It is well known that we have many different definitions of noetherianity for rings. Namely, given a ring $R$, the following are equivalent:
1) every ideal of $R$ is finitely generated.
2) $R$ satisfies a.c.c. (ascending chain condition) on ideals.
3) every non-empty set of ideals of $R$ has a maximal element.
I would like to state something similar for topological spaces. First a definiton: we call a closed subset of a topological space irreducible if it cannot be decomposed in the union of two proper closed subsets. Now i want to prove:
Let $X$ be a topological space. Then the following are equivalent:
1') every closed subset $Y$ of $X$ has a decomposition
$$Y=Y_1\cup\ldots\cup Y_r$$
where $Y_j$ is irreducible and $Y_j\nsubseteq Y_m$ for $j\neq m$.
2') $X$ satisfies d.c.c. (descending chain condition) on closed subsets.
3') every non-empty set of closed subsets of $X$ has a minimal element.
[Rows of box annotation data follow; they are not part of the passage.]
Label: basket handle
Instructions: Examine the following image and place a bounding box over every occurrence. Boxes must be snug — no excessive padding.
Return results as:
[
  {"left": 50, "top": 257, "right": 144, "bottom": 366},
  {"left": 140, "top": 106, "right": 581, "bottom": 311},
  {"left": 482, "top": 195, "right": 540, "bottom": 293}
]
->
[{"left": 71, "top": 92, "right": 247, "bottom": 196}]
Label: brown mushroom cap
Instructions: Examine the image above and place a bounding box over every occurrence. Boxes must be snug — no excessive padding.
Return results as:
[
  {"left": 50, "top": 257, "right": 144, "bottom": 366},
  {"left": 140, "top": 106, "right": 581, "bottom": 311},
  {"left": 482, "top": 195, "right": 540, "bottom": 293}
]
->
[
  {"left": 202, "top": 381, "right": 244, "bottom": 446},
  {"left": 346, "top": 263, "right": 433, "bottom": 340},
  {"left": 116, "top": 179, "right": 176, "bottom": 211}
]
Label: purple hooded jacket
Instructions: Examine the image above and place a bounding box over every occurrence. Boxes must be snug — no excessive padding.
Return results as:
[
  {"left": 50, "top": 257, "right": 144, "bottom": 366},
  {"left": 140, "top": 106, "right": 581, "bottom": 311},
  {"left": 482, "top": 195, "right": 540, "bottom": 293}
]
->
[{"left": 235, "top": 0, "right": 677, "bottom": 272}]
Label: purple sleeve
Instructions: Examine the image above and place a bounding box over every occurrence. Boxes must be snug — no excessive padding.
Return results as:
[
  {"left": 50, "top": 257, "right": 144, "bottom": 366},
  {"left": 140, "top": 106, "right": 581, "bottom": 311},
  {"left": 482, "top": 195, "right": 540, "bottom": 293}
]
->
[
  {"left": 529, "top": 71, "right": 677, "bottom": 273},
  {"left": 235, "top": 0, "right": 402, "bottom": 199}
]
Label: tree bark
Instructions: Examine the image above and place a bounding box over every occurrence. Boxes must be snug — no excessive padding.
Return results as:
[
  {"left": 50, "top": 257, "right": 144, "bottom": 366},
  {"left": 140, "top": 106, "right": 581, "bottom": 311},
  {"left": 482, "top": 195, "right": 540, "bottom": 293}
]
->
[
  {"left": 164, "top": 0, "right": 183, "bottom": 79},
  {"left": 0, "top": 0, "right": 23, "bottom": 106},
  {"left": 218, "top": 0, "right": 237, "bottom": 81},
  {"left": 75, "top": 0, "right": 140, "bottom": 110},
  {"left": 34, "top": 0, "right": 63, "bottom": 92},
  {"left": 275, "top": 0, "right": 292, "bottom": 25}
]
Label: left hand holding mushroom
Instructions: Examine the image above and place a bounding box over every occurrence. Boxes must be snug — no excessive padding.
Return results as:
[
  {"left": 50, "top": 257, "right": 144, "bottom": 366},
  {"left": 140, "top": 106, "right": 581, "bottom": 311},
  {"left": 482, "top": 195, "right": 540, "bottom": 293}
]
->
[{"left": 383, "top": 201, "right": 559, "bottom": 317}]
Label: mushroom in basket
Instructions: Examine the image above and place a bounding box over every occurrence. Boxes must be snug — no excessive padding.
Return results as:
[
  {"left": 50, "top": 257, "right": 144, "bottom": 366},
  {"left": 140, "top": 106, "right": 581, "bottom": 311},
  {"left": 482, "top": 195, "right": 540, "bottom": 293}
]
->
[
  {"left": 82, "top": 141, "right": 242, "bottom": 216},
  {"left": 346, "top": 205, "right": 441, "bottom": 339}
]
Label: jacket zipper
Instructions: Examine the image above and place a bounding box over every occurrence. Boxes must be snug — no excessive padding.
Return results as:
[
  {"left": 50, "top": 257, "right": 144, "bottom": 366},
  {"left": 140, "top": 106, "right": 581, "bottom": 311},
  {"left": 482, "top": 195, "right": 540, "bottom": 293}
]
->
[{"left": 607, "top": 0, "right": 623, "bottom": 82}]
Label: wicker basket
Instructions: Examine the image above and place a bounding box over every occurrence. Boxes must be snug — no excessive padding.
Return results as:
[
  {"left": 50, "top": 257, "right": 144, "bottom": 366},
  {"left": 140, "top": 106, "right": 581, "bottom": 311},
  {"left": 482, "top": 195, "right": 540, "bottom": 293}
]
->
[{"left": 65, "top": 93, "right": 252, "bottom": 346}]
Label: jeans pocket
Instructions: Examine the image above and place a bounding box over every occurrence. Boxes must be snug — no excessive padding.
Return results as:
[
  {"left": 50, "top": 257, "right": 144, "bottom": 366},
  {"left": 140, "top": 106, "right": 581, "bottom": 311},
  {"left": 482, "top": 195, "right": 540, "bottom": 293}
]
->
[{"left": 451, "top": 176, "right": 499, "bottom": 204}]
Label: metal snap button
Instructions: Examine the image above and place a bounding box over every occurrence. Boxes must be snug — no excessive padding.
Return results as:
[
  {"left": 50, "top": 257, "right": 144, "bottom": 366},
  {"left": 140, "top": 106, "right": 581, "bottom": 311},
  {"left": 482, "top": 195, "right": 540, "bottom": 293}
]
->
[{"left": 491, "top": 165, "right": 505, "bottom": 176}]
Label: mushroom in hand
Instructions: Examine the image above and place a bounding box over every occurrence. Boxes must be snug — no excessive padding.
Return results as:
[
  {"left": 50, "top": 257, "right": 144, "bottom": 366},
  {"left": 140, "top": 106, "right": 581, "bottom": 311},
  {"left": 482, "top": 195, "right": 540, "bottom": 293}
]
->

I have a proof for $2')\rightarrow 3')$ and for $3')\rightarrow 1')$, but not for $1')\rightarrow 2')$, maybe because it is false?
Can you help me?
EDIT: condition $Y_j\nsubseteq Y_m$ for $j\neq m$ in 1') is needed only for unicity of decomposition, but i'm non intersted in, so we can skip it. I would like 1') to be "similar" to 1) in the sense that 1) tells every ideal is finitely generated, and 1') that every closed subset has finitely many irreducible components….
Best Answer
Let $R$ be a commutative ring. It is known that $X=\operatorname{Spec}(R)$ is noetherian iff $R$ satisfies ACC on radical ideals.
If $R$ is a valuation ring, then every proper radical ideal is prime; see Geraschenko, Commutative Rings, Theorem 30.5. Thus $X=\operatorname{Spec}(R)$ satisfies the condition $1')$. Furthermore, in this case $X=\operatorname{Spec}(R)$ is noetherian iff $R$ satisfies ACC on prime ideals. Now take $R$ a valuation ring which has an infinite chain of prime ideals.